Technological Social/Interpersonal Language barriers
Existential Communications Software incompatibility
Cultural Values and ethics Terminology differences
Accessibility Accuracy of data Hardware limitations
Time constraints Psychological Generational differences

Technique #3: Conflicting Interests

Often, managers are puzzled when a previously good employee runs into trouble. When investigated further, you find that she is still a good employee who is just trying to do her job. But doing her job interferes with another good employee’s ability to do his job. The problem is structural, putting good people in needless competition for necessary resources, or pitting them against rules, processes or budgets that restrict their ability to carry out their tasks. In other cases, employees may have been asked to do jobs that are contrary to the company’s culture or value system, or to co-workers’ personal value systems. In either situation, the constraints need to be recognized and removed, or the task itself made more acceptable to employees.

To use Technique #3, ask employees what one thing could be added to or subtracted from their situation that would help make their jobs easier.

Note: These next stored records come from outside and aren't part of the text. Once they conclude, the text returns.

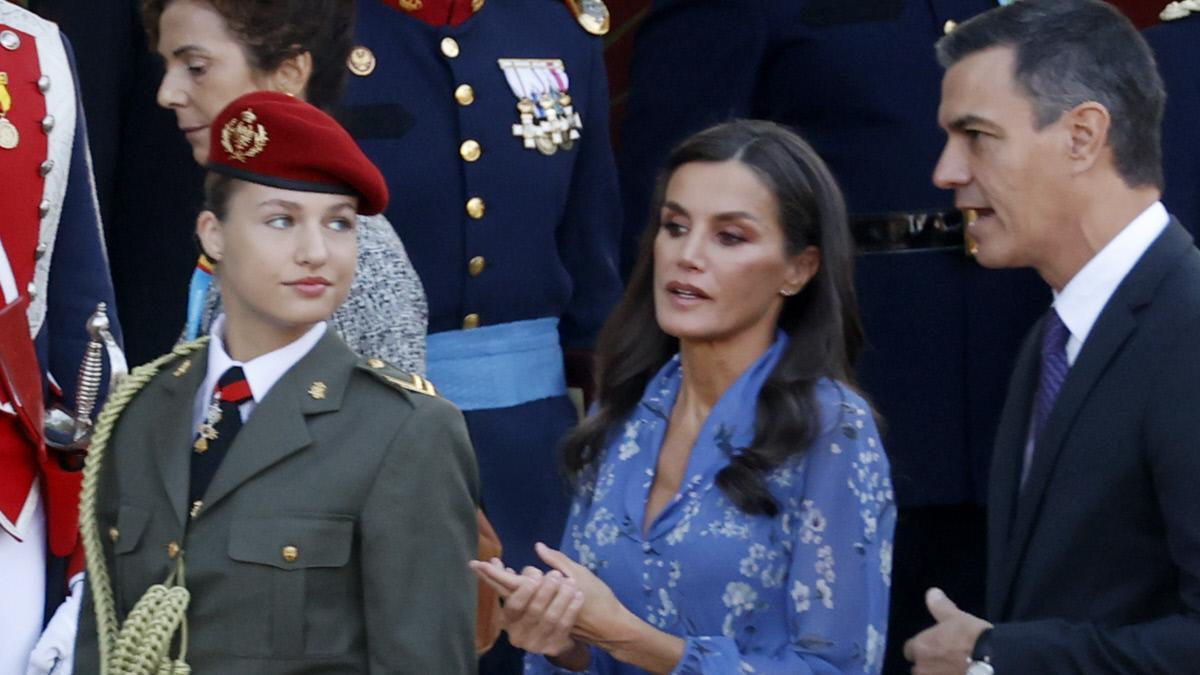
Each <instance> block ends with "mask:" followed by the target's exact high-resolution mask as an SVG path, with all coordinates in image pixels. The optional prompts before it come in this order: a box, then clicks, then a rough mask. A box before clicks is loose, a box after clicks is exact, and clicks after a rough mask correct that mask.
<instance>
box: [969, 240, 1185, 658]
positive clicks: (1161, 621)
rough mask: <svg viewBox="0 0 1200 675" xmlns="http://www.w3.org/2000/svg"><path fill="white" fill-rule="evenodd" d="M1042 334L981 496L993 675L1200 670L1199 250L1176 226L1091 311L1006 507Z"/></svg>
mask: <svg viewBox="0 0 1200 675" xmlns="http://www.w3.org/2000/svg"><path fill="white" fill-rule="evenodd" d="M1040 335H1042V324H1038V325H1037V327H1034V329H1033V331H1032V333H1031V334H1030V336H1028V339H1027V340H1026V344H1025V347H1024V351H1022V352H1021V357H1020V360H1019V362H1018V366H1016V371H1015V374H1014V375H1013V381H1012V384H1010V387H1009V393H1008V401H1007V404H1006V406H1004V412H1003V416H1002V418H1001V425H1000V431H998V435H997V440H996V452H995V455H994V458H995V459H994V462H992V471H991V477H992V490H991V496H990V500H989V524H988V525H989V555H988V585H989V589H988V611H989V619H991V620H992V621H996V622H997V626H996V628H995V631H994V634H992V651H994V659H992V663H994V664H995V667H996V673H998V674H1001V675H1009V674H1042V673H1045V674H1069V673H1087V674H1099V673H1163V674H1183V673H1196V671H1198V670H1200V408H1198V405H1200V252H1198V251H1196V250H1195V249H1194V247H1193V245H1192V238H1190V237H1189V235H1188V233H1187V232H1186V231H1184V229H1183V228H1182V227H1181V226H1180V223H1178V222H1177V221H1174V220H1172V222H1171V225H1170V226H1168V228H1166V231H1165V232H1164V233H1163V234H1162V235H1160V237H1159V238H1158V239H1157V240H1156V241H1154V243H1153V244H1152V245H1151V247H1150V249H1148V250H1147V251H1146V253H1145V255H1144V256H1142V257H1141V259H1140V261H1139V262H1138V264H1136V265H1135V267H1134V268H1133V270H1132V271H1130V273H1129V275H1128V276H1126V279H1124V280H1123V281H1122V282H1121V286H1120V287H1118V288H1117V289H1116V292H1115V293H1114V295H1112V298H1111V299H1110V300H1109V303H1108V305H1105V307H1104V310H1103V311H1102V312H1100V316H1099V318H1098V319H1097V322H1096V325H1094V327H1093V328H1092V331H1091V333H1090V334H1088V336H1087V340H1086V341H1085V342H1084V347H1082V350H1081V352H1080V353H1079V358H1078V359H1076V360H1075V364H1074V365H1073V366H1072V369H1070V371H1069V374H1068V375H1067V380H1066V382H1064V383H1063V387H1062V389H1061V392H1060V394H1058V400H1057V401H1056V404H1055V407H1054V410H1052V412H1051V413H1050V418H1049V420H1048V422H1046V426H1045V429H1044V431H1043V434H1042V435H1040V436H1039V437H1038V438H1037V444H1036V449H1034V454H1033V465H1032V467H1031V471H1030V476H1028V479H1027V483H1026V485H1025V488H1024V490H1022V491H1021V492H1020V495H1018V482H1019V476H1020V471H1021V458H1022V453H1024V449H1025V443H1026V435H1027V430H1028V428H1030V414H1031V412H1030V411H1031V410H1032V401H1033V395H1034V392H1036V389H1037V383H1038V370H1039V362H1040V354H1039V352H1040Z"/></svg>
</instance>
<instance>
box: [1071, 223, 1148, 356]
mask: <svg viewBox="0 0 1200 675" xmlns="http://www.w3.org/2000/svg"><path fill="white" fill-rule="evenodd" d="M1170 220H1171V219H1170V216H1169V215H1166V209H1165V208H1164V207H1163V203H1162V202H1154V203H1153V204H1151V205H1150V208H1147V209H1146V210H1145V211H1142V213H1141V214H1139V215H1138V217H1135V219H1133V222H1130V223H1129V225H1127V226H1126V227H1124V229H1122V231H1121V232H1120V233H1117V235H1116V237H1114V238H1112V240H1111V241H1109V243H1108V245H1105V246H1104V247H1103V249H1100V252H1098V253H1096V255H1094V256H1093V257H1092V259H1090V261H1087V264H1086V265H1084V269H1081V270H1079V271H1078V273H1076V274H1075V276H1073V277H1072V279H1070V281H1068V282H1067V286H1066V287H1063V289H1062V291H1058V292H1056V293H1055V298H1054V309H1055V311H1057V312H1058V317H1060V318H1062V322H1063V323H1064V324H1066V325H1067V329H1068V330H1070V337H1068V339H1067V363H1068V364H1070V365H1074V364H1075V358H1076V357H1079V351H1080V350H1082V348H1084V342H1085V341H1086V340H1087V334H1088V333H1091V331H1092V325H1094V324H1096V319H1097V318H1099V316H1100V311H1103V310H1104V305H1106V304H1109V299H1111V298H1112V293H1115V292H1116V289H1117V286H1120V285H1121V282H1122V281H1124V277H1126V276H1127V275H1128V274H1129V270H1132V269H1133V265H1135V264H1138V261H1139V259H1141V256H1142V255H1144V253H1145V252H1146V250H1147V249H1150V245H1151V244H1153V243H1154V239H1158V235H1159V234H1162V233H1163V231H1164V229H1166V223H1168V222H1170Z"/></svg>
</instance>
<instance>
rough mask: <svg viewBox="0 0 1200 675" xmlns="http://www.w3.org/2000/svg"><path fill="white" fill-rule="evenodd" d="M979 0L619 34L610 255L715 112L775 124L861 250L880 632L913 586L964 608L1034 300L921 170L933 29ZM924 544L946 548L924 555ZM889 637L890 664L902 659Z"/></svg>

Use this technique with Technique #1.

Technique #4: Look for Micro-managing

When an otherwise capable employee isn’t doing his job, look at how that employee is managed for possible clues to solving his performance problems. An over-controlling manager can kill initiative and willingness in an employee. Almost no one likes to be micro-managed, and the resentment from being micro-managed can manifest itself in apathy or even sabotage. Micro-management can also create employee drones who follow directions but are unable to contribute actively to building your company.

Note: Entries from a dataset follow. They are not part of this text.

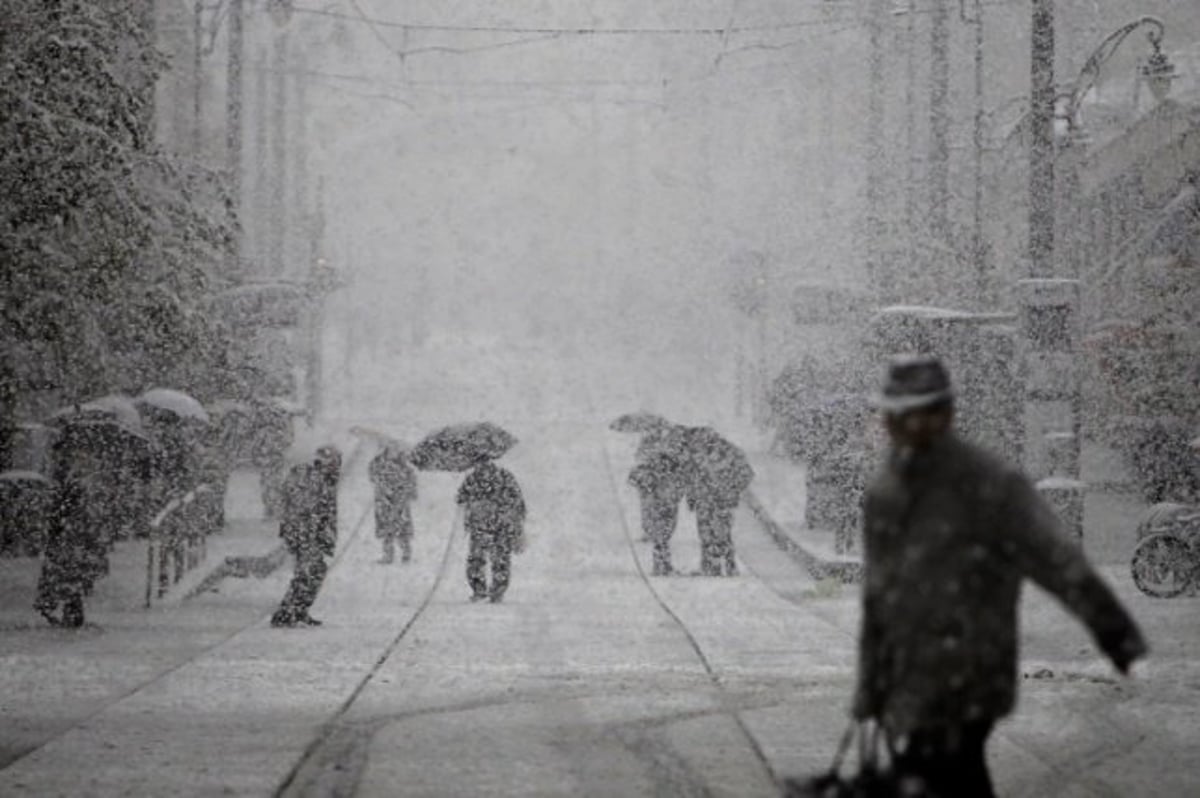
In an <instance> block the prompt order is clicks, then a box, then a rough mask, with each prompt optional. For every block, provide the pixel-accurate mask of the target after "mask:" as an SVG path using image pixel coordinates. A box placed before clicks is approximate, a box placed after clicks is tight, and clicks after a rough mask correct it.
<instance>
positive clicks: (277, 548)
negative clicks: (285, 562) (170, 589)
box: [182, 544, 288, 601]
mask: <svg viewBox="0 0 1200 798" xmlns="http://www.w3.org/2000/svg"><path fill="white" fill-rule="evenodd" d="M287 557H288V552H287V548H286V547H284V546H283V545H282V544H280V545H278V546H276V547H275V548H272V550H271V551H270V552H268V553H266V554H230V556H229V557H226V558H224V562H223V563H221V564H220V565H217V566H216V568H215V569H212V570H211V571H210V572H209V574H208V575H206V576H205V577H204V578H203V580H200V581H199V583H197V584H196V587H193V588H192V589H191V590H188V592H187V593H185V594H184V598H182V600H184V601H187V600H188V599H194V598H196V596H198V595H199V594H202V593H208V592H209V590H211V589H212V588H215V587H216V586H217V584H220V583H221V582H222V581H224V580H226V578H230V577H232V578H239V580H244V578H247V577H251V576H254V577H257V578H260V580H262V578H266V577H268V576H270V575H271V574H274V572H275V571H276V570H277V569H278V568H280V566H281V565H283V563H284V562H286V560H287Z"/></svg>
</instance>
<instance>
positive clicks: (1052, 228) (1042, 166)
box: [1028, 0, 1055, 277]
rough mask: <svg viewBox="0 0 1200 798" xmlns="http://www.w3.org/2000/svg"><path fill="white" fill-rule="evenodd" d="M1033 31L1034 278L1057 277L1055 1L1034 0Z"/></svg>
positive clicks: (1031, 235)
mask: <svg viewBox="0 0 1200 798" xmlns="http://www.w3.org/2000/svg"><path fill="white" fill-rule="evenodd" d="M1032 2H1033V16H1032V24H1031V31H1030V40H1031V58H1030V256H1028V257H1030V266H1028V269H1030V277H1051V276H1054V272H1055V268H1054V244H1055V241H1054V227H1055V180H1054V106H1055V96H1054V49H1055V41H1054V0H1032Z"/></svg>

If you or your managers are micro-managing, training is the best option to resolve the problem, along with a mandate that managers must develop their employees’ talents, or else.

Technique #5: Look for Unclear Expectations

The opposite of micromanaging is under-communicating goals and expectations. A project gone awry, or an employee making a false step may be the result of too little direction. Look at how your company sets the parameters for employees, departments, or project activities. Boundaries such as ethics, values, budgets, minimum performance standards, and acceptable behavior tell employees what their limits are, while clear-cut expectations and well-defined deliverables point them in the right direction. If everybody has a good understanding of the desired results, and their role in achieving them, then fewer problems will occur.

Technique # 6: Stop Tolerating Bad Behavior

Ask yourself how your staff can possibly have enough time available for complaining, backbiting, and conducting a campaign against another person or department. Look closely at staffing levels and workloads. Pile on the projects. Get rid of the chronic complainers (your staff will thank you). Set a good example, and then move on.